La conquête de 1759-1760 et la chute de la Nouvelle France n’ont pas réduit l’influence de l’église catholique dans les territoires qui constituaient plus tard le Québec.  Les autorités anglaises ne se contentaient pas de tolérer le rôle de l’église catholique dans les territoires conquis, mais aidaient l’église à consolider sa main mise sur la population.  Cette main mise de l’église aidait la Grande Bretagne à bien contrôler cette population et éviter la possibilité de soulèvement populaire surtout après la guerre d’indépendance américaine au sud et la Révolution française en Europe.  La position de l’église n’a pas changé avec l’avènement de l’Acte de l’Amérique du Nord Britannique qui donnait naissance au Canada le 1er juillet 1867.  

Ainsi l’église catholique continuait à consolider son pouvoir sous tous les régimes que le Canada a eu: la colonisation française, la colonisation anglaise, et la fédération canadienne. C’est l’église qui s’occupait, entre autres, de la santé et de l’éducation. Le premier ministère de l’éducation au Québec fut créé en 1964.  L’ingérence de l’église ne se limitait pas à un domaine en particulier. Bien sûr elle gérait les hôpitaux et les écoles, mais elle influençait aussi la formation des gouvernements à Québec et laissait son empreinte sur les décisions de ces gouvernements. Le pouvoir de l’église à un certain égard était absolu. Comme dit l’adage, le pouvoir corrompt et le pouvoir absolu corrompt absolument.  Cette corruption menait à l’abus de pouvoir surtout dans les institutions de la santé et de l’éducation contrôlées par l’église.  Les histoires des abus sexuels exercés par certains prêtres sur de jeunes enfants et de l’injustice infligée aux orphelins de Duplessis sont encore présentes dans la mémoire collective des québécois. 

Le même syndrome qui se produisait sous le régime colonial se reproduisait sous le régime de Duplessis pendant les années de la Grande Noirceur où une alliance fut créée entre l’État et l’Église.  Le meilleur symbole fut l’installation par Duplessis du Crucifix à l’Assemblée Nationale pour la première séance de l’Assemblée Nationale après les élections qui l’ont amené au pouvoir en 1936.   

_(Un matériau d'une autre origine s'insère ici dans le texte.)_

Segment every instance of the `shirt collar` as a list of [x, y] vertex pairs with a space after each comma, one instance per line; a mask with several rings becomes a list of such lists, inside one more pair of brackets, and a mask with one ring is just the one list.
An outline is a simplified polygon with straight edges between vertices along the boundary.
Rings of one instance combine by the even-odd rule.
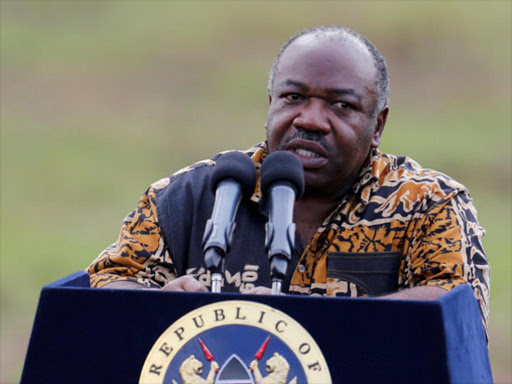
[[263, 141], [259, 144], [256, 144], [249, 151], [251, 152], [251, 159], [254, 161], [254, 165], [256, 165], [256, 187], [254, 188], [254, 192], [251, 196], [251, 201], [259, 203], [261, 200], [261, 164], [263, 163], [263, 160], [265, 160], [265, 157], [268, 155], [267, 142]]
[[379, 180], [381, 174], [381, 155], [382, 152], [377, 148], [370, 151], [368, 158], [359, 172], [357, 181], [354, 183], [354, 195], [365, 205], [368, 205], [370, 202], [372, 185]]

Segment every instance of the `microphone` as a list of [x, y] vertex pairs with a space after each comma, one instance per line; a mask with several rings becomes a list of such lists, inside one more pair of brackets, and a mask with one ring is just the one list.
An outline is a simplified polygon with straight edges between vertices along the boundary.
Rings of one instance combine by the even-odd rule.
[[210, 178], [215, 203], [202, 241], [206, 268], [212, 273], [212, 292], [220, 292], [224, 256], [233, 242], [240, 200], [242, 196], [250, 196], [255, 185], [256, 166], [249, 156], [228, 152], [219, 158]]
[[270, 205], [265, 247], [270, 259], [272, 294], [279, 294], [295, 247], [293, 207], [304, 192], [304, 170], [299, 158], [286, 151], [271, 153], [261, 167], [261, 191]]

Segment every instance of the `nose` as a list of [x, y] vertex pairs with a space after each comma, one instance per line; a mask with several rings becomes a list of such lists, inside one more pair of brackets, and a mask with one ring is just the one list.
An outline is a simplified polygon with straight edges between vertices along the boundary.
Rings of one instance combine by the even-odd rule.
[[324, 101], [310, 98], [303, 104], [293, 124], [296, 128], [317, 131], [324, 134], [329, 133], [331, 124], [329, 123], [327, 111], [325, 110]]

L’autre symbole survient à l’occasion du grandiose congrès eucharistique tenu à Québec en juin 1938. Duplessis présente alors au cardinal Villeneuve, archevêque de Québec, un anneau comme symbole d’attachement du Québec à la religion catholique. Le cardinal, qui n’est pas long à comprendre la signification du geste, répond: «Je reconnais dans cet anneau le symbole de l’union chez nous de l’autorité civile et de l’autorité religieuse.»  

Selon cette alliance entre l’État et la religion, le régime politique aidait l’église à consolider sa main mise sur les fidèles, et l’église aidait le régime politique à perpétrer son pouvoir absolu.  L’alliance de l’État et l’Église laissait sa marque surtout dans le domaine de la répression des libertés civiles et l’oppression du mouvement syndical sous le prétention de combattre la subversion et le communisme. 

Comme la devise du Québec dit “je me souviens”, les québécois se souviennent encore du slogan de l’église pendant les rassemblements électoraux sous le régime Duplessis.  Certains prêtres scandaient “le ciel est bleu et l’enfer est rouge” parce que la couleur de l’Union Nationale était le bleu et la couleur des libéraux était le rouge.  Maurice Duplessis est décédé le 7 septembre 1959. Les élections générales du 22 juin 1960 donnent le coup d’envoi à des changements qui ont bouleversé le Québec et l’ont marqué pour toujours.  La société québécoise fut balayée, suite à ces élections, par un vent de changement social, culturel, politique, et économique.  Ce vent de changement fut baptisé la Révolution Tranquille.